Almost a year after a high priest from the Zoroastrian community had suggested that Godavara Agiary, also known as Gamadia Agiary, should be shut and the fire should be moved to some other location, the Grade II-A heritage structure at Fort was restored and opened to the community on Tuesday.
The statement had come in from the high priest considering that the temple was in a dilapidated condition. However, trustees of Bombay Parsi Punchayet (BPP) , the caretaker of the agiary and many other Parsi properties in the city, had in January this year said that the shrine will be repaired and its fire will not be shifted. Ferdoz Pavri, a priest of the agiary, said that around 150 people visited the temple on Tuesday, but on a daily basis around 10-15 people visit.
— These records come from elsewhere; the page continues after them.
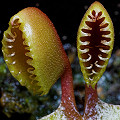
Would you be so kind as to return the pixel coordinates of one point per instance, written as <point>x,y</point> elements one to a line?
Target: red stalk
<point>68,98</point>
<point>91,99</point>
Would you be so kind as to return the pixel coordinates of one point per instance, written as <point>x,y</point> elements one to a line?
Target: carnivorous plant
<point>34,55</point>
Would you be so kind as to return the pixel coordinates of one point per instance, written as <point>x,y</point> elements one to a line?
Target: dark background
<point>65,15</point>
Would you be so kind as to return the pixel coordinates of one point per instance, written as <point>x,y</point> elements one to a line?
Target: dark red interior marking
<point>95,37</point>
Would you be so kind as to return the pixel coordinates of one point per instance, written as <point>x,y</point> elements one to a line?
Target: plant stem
<point>68,98</point>
<point>91,99</point>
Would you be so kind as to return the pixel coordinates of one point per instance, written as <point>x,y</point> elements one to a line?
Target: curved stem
<point>68,98</point>
<point>91,99</point>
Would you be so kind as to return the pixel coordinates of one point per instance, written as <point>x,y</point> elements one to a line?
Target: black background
<point>65,15</point>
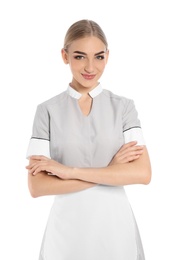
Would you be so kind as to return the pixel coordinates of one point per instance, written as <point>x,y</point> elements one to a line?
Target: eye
<point>100,57</point>
<point>79,57</point>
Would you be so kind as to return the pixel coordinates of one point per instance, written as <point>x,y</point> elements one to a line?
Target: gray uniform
<point>97,223</point>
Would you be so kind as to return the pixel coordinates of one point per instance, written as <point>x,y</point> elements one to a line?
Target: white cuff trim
<point>38,147</point>
<point>134,134</point>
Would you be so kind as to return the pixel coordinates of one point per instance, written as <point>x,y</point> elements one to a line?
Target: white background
<point>147,64</point>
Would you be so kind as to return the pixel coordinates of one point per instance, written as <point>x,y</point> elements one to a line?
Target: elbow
<point>33,191</point>
<point>33,188</point>
<point>147,175</point>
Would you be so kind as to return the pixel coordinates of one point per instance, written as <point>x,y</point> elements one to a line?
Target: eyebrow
<point>81,52</point>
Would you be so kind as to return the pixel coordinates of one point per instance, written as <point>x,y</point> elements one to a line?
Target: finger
<point>39,157</point>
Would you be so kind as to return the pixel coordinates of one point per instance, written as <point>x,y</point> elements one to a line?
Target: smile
<point>88,77</point>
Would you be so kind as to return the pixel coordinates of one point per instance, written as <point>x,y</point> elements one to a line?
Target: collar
<point>93,93</point>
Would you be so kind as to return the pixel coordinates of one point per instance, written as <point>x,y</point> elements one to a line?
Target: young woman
<point>86,145</point>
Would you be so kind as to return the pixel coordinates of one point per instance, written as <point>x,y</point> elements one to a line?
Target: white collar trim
<point>93,93</point>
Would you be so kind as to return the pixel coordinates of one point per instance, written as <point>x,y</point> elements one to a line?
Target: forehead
<point>90,44</point>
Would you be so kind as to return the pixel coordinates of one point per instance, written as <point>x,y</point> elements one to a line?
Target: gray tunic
<point>97,223</point>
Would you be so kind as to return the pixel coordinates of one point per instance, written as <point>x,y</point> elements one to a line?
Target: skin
<point>87,58</point>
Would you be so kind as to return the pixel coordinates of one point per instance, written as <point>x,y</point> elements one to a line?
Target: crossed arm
<point>130,165</point>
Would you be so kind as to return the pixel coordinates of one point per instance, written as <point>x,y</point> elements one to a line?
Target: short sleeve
<point>132,130</point>
<point>39,143</point>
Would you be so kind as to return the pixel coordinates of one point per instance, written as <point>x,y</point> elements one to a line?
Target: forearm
<point>136,172</point>
<point>43,184</point>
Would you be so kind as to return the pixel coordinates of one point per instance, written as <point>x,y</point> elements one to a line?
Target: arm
<point>134,172</point>
<point>43,184</point>
<point>40,183</point>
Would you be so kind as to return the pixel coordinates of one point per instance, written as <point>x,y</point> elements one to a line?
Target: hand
<point>42,163</point>
<point>127,153</point>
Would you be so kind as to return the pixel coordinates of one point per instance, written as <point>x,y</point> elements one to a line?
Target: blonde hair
<point>82,29</point>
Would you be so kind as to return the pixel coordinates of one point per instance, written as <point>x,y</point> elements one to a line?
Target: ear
<point>64,56</point>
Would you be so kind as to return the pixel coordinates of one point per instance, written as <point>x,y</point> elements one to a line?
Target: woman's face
<point>87,58</point>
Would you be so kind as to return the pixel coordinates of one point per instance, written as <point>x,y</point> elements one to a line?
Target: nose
<point>89,66</point>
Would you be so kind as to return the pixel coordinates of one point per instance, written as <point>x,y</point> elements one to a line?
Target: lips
<point>88,76</point>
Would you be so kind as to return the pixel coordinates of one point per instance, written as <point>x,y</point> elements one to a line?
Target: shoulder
<point>124,101</point>
<point>53,101</point>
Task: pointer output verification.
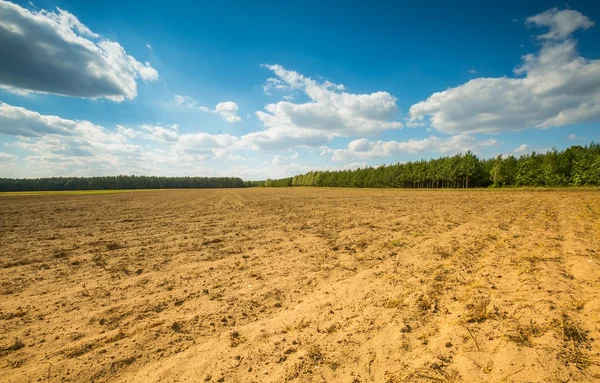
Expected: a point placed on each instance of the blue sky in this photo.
(257, 89)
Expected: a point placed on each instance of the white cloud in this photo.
(365, 149)
(522, 149)
(53, 52)
(561, 23)
(573, 136)
(331, 110)
(558, 88)
(6, 157)
(227, 110)
(161, 134)
(280, 160)
(127, 132)
(57, 139)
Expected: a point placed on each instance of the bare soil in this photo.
(301, 285)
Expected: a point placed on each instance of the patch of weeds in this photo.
(16, 346)
(235, 338)
(442, 252)
(59, 254)
(392, 303)
(119, 364)
(397, 243)
(99, 260)
(315, 354)
(575, 342)
(523, 334)
(78, 351)
(426, 304)
(477, 310)
(113, 246)
(13, 286)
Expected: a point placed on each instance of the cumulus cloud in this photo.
(557, 87)
(561, 23)
(331, 112)
(280, 160)
(522, 149)
(331, 109)
(161, 134)
(365, 149)
(227, 110)
(573, 136)
(53, 52)
(53, 137)
(6, 157)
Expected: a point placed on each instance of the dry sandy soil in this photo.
(301, 285)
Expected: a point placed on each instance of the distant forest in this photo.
(575, 166)
(118, 182)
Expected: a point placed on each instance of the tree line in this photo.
(575, 166)
(117, 182)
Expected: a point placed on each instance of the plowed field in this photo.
(301, 285)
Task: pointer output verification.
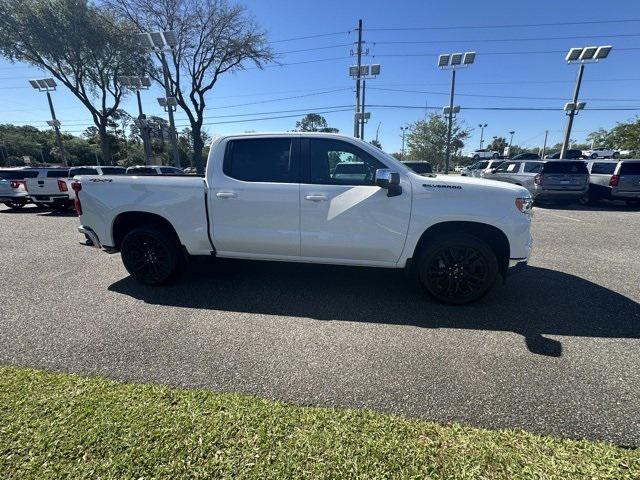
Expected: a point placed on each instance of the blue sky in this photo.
(409, 74)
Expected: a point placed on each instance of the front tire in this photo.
(150, 255)
(457, 269)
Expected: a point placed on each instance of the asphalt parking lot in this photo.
(555, 350)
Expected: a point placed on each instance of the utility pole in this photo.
(172, 125)
(356, 118)
(512, 132)
(450, 123)
(482, 127)
(362, 116)
(56, 126)
(572, 113)
(404, 129)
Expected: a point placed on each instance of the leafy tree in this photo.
(498, 144)
(213, 38)
(601, 138)
(82, 45)
(312, 122)
(427, 139)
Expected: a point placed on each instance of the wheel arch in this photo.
(493, 236)
(127, 221)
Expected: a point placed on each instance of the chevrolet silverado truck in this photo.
(278, 197)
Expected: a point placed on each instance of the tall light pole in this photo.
(136, 84)
(512, 132)
(404, 129)
(48, 85)
(161, 42)
(453, 61)
(482, 127)
(580, 55)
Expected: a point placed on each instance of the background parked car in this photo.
(484, 154)
(479, 168)
(420, 167)
(154, 170)
(13, 189)
(570, 154)
(561, 180)
(614, 180)
(517, 172)
(526, 156)
(600, 153)
(49, 188)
The footfall is expected to increase at the agiary, which houses the second grade of fire in its premises.
“The fire temple is an asset to the community and it is our responsibility to maintain our history and religious structures left behind by our forefathers,” said Xerxes Dastur, BPP trustee.
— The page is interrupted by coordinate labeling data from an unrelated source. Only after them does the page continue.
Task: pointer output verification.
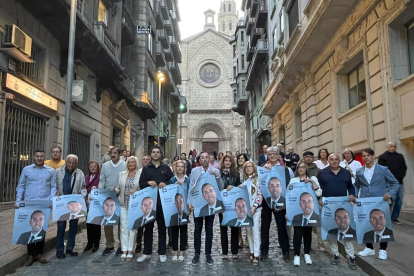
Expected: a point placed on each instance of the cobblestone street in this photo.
(95, 264)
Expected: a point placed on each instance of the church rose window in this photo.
(209, 73)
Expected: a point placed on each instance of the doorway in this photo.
(209, 147)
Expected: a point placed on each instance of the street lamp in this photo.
(161, 78)
(181, 121)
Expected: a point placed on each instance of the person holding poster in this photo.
(153, 175)
(69, 180)
(93, 230)
(128, 185)
(373, 180)
(279, 214)
(109, 178)
(180, 217)
(196, 173)
(336, 181)
(231, 178)
(304, 231)
(251, 181)
(37, 182)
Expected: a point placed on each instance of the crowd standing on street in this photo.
(120, 171)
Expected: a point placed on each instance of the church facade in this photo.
(206, 71)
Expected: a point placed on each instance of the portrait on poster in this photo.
(68, 207)
(174, 204)
(237, 208)
(373, 223)
(337, 219)
(302, 207)
(104, 208)
(31, 221)
(273, 186)
(142, 208)
(206, 197)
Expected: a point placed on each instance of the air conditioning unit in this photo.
(17, 38)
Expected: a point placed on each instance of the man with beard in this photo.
(380, 233)
(109, 178)
(275, 200)
(209, 220)
(149, 214)
(308, 217)
(241, 211)
(344, 232)
(37, 182)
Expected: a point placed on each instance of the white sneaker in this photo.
(367, 252)
(296, 261)
(308, 259)
(143, 257)
(163, 258)
(383, 254)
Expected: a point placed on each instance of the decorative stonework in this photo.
(209, 73)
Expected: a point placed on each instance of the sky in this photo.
(192, 14)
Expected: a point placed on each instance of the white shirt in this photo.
(354, 166)
(368, 173)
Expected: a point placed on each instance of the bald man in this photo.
(396, 164)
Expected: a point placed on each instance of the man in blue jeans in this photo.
(69, 180)
(396, 164)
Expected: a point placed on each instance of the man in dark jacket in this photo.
(396, 164)
(153, 175)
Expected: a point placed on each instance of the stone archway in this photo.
(210, 131)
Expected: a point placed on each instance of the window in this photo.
(410, 39)
(35, 71)
(151, 43)
(150, 87)
(293, 17)
(356, 86)
(102, 13)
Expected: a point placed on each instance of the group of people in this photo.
(328, 176)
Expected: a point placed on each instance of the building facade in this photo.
(210, 124)
(117, 104)
(345, 81)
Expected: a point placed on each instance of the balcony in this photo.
(261, 15)
(160, 55)
(168, 27)
(159, 17)
(250, 52)
(254, 36)
(175, 71)
(164, 8)
(253, 7)
(128, 28)
(175, 46)
(260, 54)
(163, 37)
(250, 24)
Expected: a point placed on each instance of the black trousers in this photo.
(182, 230)
(162, 234)
(234, 241)
(300, 232)
(93, 232)
(36, 248)
(281, 229)
(383, 245)
(209, 234)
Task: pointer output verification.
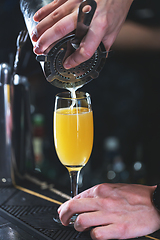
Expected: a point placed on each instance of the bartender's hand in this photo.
(116, 211)
(59, 18)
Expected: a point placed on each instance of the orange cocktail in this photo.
(73, 136)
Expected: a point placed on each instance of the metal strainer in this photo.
(54, 71)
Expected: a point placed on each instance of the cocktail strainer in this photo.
(54, 71)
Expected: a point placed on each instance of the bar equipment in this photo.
(52, 61)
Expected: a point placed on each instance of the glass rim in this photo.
(68, 95)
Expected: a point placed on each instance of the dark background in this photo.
(125, 99)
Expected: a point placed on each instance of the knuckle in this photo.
(80, 224)
(54, 15)
(121, 229)
(96, 234)
(60, 30)
(69, 205)
(100, 189)
(86, 53)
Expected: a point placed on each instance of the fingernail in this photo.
(34, 34)
(67, 65)
(37, 48)
(35, 16)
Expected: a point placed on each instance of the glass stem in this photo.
(74, 177)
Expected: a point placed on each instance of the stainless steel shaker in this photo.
(52, 60)
(5, 124)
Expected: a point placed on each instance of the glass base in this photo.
(72, 220)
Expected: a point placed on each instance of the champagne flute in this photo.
(73, 134)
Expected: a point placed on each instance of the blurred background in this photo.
(125, 99)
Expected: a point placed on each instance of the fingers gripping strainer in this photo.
(54, 71)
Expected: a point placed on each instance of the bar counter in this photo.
(26, 214)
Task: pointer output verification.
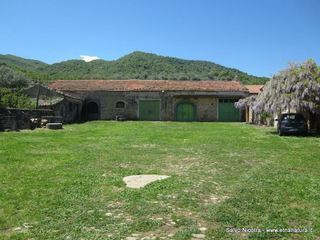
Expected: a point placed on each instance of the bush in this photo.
(14, 99)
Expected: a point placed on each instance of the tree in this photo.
(295, 88)
(12, 79)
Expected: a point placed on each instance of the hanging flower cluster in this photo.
(295, 88)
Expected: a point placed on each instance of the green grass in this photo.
(68, 184)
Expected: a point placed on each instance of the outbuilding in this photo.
(156, 100)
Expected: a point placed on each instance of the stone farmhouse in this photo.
(155, 100)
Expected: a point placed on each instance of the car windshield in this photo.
(296, 117)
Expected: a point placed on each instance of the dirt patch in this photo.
(139, 181)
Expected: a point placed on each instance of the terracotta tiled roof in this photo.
(254, 89)
(146, 85)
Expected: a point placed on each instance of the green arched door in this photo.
(186, 112)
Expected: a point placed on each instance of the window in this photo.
(120, 104)
(70, 106)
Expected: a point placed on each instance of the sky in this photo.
(259, 37)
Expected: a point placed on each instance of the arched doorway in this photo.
(92, 110)
(186, 112)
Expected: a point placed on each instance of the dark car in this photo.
(292, 123)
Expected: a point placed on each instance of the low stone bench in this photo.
(54, 126)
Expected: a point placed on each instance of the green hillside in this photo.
(137, 65)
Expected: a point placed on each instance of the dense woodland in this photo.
(137, 65)
(17, 73)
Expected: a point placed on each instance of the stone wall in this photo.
(15, 119)
(206, 103)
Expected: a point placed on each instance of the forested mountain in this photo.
(137, 65)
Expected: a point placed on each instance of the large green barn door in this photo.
(186, 112)
(149, 110)
(227, 111)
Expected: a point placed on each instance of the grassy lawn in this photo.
(68, 184)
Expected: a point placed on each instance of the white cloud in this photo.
(87, 58)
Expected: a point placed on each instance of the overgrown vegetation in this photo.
(295, 88)
(137, 65)
(68, 184)
(11, 85)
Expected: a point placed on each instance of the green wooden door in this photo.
(149, 110)
(186, 112)
(227, 111)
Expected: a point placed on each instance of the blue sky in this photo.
(259, 37)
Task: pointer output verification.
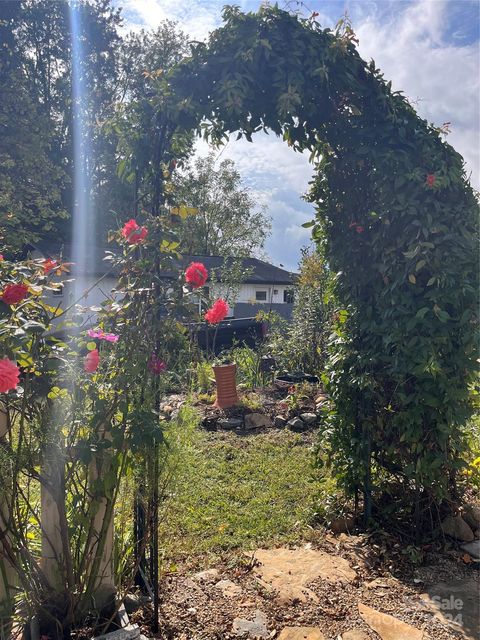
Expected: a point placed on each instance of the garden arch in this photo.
(396, 217)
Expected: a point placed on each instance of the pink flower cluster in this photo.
(91, 361)
(133, 232)
(14, 293)
(196, 275)
(156, 365)
(9, 375)
(358, 227)
(217, 312)
(98, 334)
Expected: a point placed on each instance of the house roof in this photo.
(259, 271)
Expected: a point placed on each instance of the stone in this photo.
(229, 589)
(296, 424)
(456, 527)
(383, 583)
(256, 628)
(342, 524)
(473, 549)
(167, 408)
(229, 423)
(288, 572)
(456, 604)
(257, 421)
(388, 627)
(133, 602)
(355, 634)
(471, 516)
(132, 632)
(301, 633)
(209, 575)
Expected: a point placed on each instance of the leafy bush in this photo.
(397, 222)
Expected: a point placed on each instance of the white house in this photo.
(265, 286)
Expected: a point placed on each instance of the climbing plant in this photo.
(396, 217)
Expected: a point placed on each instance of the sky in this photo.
(429, 49)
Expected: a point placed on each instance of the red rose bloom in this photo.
(133, 233)
(91, 362)
(48, 265)
(156, 365)
(9, 375)
(14, 293)
(217, 312)
(196, 274)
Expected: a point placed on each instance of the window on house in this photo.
(288, 296)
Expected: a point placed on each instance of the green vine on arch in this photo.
(397, 220)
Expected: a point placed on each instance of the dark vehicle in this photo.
(217, 338)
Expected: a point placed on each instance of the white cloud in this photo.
(442, 79)
(411, 44)
(196, 17)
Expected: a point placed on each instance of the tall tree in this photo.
(145, 121)
(31, 183)
(229, 221)
(39, 33)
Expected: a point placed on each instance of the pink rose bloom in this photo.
(134, 233)
(101, 335)
(91, 362)
(217, 312)
(14, 293)
(9, 375)
(156, 365)
(196, 274)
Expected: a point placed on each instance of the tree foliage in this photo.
(228, 221)
(397, 220)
The restoration was done at a cost of ₹35 lakh, of which the chairman of BPP, Yazdi Desai, contributed ₹10 lakh. The process took around eight months, which involved addressing the leakage in the building, duct and ventilation for the smoke and some tiling work, among others.
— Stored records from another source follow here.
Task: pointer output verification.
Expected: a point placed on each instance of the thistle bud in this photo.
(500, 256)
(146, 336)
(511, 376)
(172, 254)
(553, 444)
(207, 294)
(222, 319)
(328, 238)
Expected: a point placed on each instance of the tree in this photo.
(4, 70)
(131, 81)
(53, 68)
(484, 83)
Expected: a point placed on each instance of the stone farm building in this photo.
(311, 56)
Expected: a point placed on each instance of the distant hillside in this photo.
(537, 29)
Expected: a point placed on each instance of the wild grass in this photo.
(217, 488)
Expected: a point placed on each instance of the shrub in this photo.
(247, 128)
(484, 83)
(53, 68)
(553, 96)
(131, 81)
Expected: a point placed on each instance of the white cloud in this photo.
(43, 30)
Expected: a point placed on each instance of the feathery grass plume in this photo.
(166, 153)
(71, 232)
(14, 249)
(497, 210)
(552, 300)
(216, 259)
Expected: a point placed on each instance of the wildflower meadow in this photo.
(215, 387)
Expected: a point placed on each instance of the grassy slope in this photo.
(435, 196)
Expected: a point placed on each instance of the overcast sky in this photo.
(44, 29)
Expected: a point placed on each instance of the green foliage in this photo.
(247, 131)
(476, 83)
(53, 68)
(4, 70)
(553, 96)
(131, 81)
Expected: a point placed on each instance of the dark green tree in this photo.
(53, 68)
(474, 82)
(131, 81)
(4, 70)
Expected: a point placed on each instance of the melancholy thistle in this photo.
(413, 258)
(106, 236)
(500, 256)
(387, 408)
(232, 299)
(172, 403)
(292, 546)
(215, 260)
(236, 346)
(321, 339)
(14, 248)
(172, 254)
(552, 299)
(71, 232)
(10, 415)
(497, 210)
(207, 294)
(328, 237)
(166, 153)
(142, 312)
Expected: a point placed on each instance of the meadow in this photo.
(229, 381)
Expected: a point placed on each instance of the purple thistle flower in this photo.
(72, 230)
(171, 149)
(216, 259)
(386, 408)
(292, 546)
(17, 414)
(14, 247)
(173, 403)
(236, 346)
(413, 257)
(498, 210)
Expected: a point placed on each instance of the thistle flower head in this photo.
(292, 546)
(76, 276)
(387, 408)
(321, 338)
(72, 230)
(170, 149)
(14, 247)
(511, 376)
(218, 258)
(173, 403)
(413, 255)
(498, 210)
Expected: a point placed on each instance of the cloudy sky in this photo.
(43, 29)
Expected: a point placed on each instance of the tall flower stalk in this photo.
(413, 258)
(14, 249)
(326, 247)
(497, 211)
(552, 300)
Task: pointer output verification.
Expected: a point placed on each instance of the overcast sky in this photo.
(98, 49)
“There are a lot of fire temples in this area but those staying nearby come to this one,” said Armaity Pagdiwalla, a resident of Fort. Speaking about the challenges faced during the process of restoration, Jamshid Bhiwandiwalla, architect, said a tree had grown inside the fire temple.
The fire was consecrated on February 2, 1826, in a bungalow earlier owned by Seth Jamshedji Jejeebhoy who donated it to the priests from Godavara clan.